Car salesmen? You can go to cars.com and have a window into the Reynolds & Reynolds inventory systems of every dealership within a 50mi radius of your zipcode, sortable by make, model, year and color. You can grab the VIN’s of your top 5 prospects and five minutes later have CARFAX reports on each vehicle. Go to LendingTree.com and have 5 offers for financing. Sell your vehicle via eBay in 3 days and walk onto the dealership knowing exactly what price you’re going to pay for the car you found. The car salesman’s duties are reduced to essentially a greeter. And yet somehow there’s still guys in ties drinking coffee and shooting the breeze out there waiting to pounce when you drive into a dealership…

So let’s not dis on all these professions- they were viable and noble at one point. What do we need to do to morph each of these roles to make them important, indeed essential again? What traits will never go out of style?

  • Travel Agent: get to know me, go find and research non-mainstream, undiscovered travel destinations and play matchmaker. Monitor deal anomalies for hotel and travel fares to these places and drop me a thoughtful note with a travel recommendation. In fact, monitor any one of my various social media channels to know when I need to take a vacation and then suggest it ;-)
  • Arial photographer: This one’s tough because this service truly has been obviated for all but niche needs like photographing classified areas or getting super hi-res images. Pilot: provided you still want to fly, consider partnering up with other pilots and make a business like Dayjet whereby you pair up strangers looking to travel short distances and deliver affordable, ad hoc charter flights. (okay that’s a bit of a stretch- what else could former arial photographers do?)
  • Realtor: Get intimate knowledge of neighborhoods, school systems, pricing trends. Don’t recommend specific houses- send me Zillow searches referenced in Google Docs and complete with your notes. Listen to my goals, know my budget constraints and advise me on home purchasing heuristics I should be thinking about. Make sure I’m not making a mistake in neighborhood selection given foreclosure trends.
  • Car salesman: Forget all “4-square” negotiating tactics because the price is no longer negotiable. Rather than be an expert on every car of a certain make, limit yourself to a class of vehicle and know all makes and models within that class. Make yourself a recommendation expert across makes- an advocate for the buyer. Learn my needs, constraints, etc and help me pick the right vehicle. I’ll pay you to plug and chug on eBay, Cars.com, Craigslist and Carfax to get me the best deal. Advise me on vehicle selection and then do the legwork of actual acquisition so I don’t have to.

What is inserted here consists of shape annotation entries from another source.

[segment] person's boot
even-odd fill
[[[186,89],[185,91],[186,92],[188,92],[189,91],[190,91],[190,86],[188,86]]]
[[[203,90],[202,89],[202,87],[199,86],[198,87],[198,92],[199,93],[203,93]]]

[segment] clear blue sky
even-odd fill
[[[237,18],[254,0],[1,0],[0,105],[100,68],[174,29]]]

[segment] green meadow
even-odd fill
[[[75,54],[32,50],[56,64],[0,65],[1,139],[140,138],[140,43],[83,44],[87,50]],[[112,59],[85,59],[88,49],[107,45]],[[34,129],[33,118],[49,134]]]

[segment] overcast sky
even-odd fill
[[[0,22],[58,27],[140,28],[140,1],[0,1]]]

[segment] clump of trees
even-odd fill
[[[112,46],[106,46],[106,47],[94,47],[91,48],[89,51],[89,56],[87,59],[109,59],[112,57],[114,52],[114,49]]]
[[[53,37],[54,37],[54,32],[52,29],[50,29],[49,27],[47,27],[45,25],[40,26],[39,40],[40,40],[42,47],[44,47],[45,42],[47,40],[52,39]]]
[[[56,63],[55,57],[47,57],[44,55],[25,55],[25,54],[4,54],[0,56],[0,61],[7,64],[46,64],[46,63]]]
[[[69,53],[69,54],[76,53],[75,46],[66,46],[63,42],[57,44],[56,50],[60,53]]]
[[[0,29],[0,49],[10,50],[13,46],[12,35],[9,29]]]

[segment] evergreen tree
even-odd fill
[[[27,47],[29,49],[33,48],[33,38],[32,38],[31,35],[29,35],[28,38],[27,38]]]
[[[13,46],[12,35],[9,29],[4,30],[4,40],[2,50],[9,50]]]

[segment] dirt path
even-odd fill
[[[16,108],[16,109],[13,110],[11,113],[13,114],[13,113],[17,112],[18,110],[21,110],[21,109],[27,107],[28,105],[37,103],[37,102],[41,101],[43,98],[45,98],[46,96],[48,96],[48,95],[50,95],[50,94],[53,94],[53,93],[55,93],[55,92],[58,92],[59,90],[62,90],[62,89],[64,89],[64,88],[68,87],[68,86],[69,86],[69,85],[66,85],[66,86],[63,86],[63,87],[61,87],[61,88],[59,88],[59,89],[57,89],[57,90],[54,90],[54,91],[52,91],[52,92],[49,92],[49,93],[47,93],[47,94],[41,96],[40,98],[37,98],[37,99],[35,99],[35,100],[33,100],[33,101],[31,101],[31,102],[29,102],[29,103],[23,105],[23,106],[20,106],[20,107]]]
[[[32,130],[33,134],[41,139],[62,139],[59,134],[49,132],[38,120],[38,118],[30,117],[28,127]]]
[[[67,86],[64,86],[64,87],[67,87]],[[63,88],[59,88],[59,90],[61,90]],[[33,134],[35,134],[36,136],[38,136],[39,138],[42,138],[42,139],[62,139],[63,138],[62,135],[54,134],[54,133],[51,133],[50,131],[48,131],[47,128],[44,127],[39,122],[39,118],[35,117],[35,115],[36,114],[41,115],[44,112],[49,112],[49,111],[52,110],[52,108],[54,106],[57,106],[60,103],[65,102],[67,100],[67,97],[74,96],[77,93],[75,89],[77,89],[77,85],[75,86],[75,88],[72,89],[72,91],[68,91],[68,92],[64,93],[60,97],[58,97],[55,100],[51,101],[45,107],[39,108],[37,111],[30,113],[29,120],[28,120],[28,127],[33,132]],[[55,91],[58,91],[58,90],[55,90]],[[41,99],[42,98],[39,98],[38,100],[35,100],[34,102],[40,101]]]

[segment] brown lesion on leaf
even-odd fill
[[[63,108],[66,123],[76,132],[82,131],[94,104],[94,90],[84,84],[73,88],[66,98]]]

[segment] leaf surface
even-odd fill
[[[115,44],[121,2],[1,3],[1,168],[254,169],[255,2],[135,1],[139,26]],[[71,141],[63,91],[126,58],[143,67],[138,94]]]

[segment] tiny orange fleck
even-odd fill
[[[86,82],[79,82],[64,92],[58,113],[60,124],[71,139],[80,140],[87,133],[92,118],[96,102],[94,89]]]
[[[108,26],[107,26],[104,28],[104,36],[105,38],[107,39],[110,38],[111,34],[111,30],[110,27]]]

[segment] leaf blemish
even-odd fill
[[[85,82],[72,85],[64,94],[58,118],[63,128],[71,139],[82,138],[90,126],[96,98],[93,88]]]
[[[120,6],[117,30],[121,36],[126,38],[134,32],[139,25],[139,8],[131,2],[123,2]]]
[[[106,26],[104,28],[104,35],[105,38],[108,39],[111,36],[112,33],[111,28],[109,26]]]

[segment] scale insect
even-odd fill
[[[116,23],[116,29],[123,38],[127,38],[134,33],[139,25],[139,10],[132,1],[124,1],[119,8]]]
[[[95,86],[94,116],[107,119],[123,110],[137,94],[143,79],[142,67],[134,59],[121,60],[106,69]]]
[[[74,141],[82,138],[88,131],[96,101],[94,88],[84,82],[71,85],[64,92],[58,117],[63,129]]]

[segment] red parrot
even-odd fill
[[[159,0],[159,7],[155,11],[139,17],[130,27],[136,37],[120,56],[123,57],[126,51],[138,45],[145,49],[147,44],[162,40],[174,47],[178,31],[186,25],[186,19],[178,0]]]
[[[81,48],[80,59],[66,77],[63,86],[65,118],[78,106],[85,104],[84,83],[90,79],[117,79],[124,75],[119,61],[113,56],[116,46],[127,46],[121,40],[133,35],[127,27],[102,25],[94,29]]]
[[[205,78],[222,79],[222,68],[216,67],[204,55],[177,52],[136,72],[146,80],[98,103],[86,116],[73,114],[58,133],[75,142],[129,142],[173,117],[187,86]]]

*BONUS Profession: Personal Internet Sherpa – there’s still a portion of the population that either refuses to use the Internet, or more likely, doesn’t know all the tricks. How about marketing yourself the person who can avail yourself weekly to understand their imminent challenges and put your knowledge of the various services to work helping them save money. Take a commission on the money you save them.

The takeaways here:
Some things will always be valued: personal treatment, understanding customer needs more thoroughly, having mastery over a problem domain and being able to match their unique likes more closely with the available options. Save me time and money, substantiate it and I’ll pay you commission on that savings.

Disrupted professions don’t evaporate, they morph to continue to yield value in the changed environment. People cling to what was once familiar but the real answer is to think from the perspective of the customers, deliver value and charge for a proportionate amount of the value delivered.

Can you think of other lessons here? What are some other jobs I missed that have become antiquated and are in need of fundamental rethinking?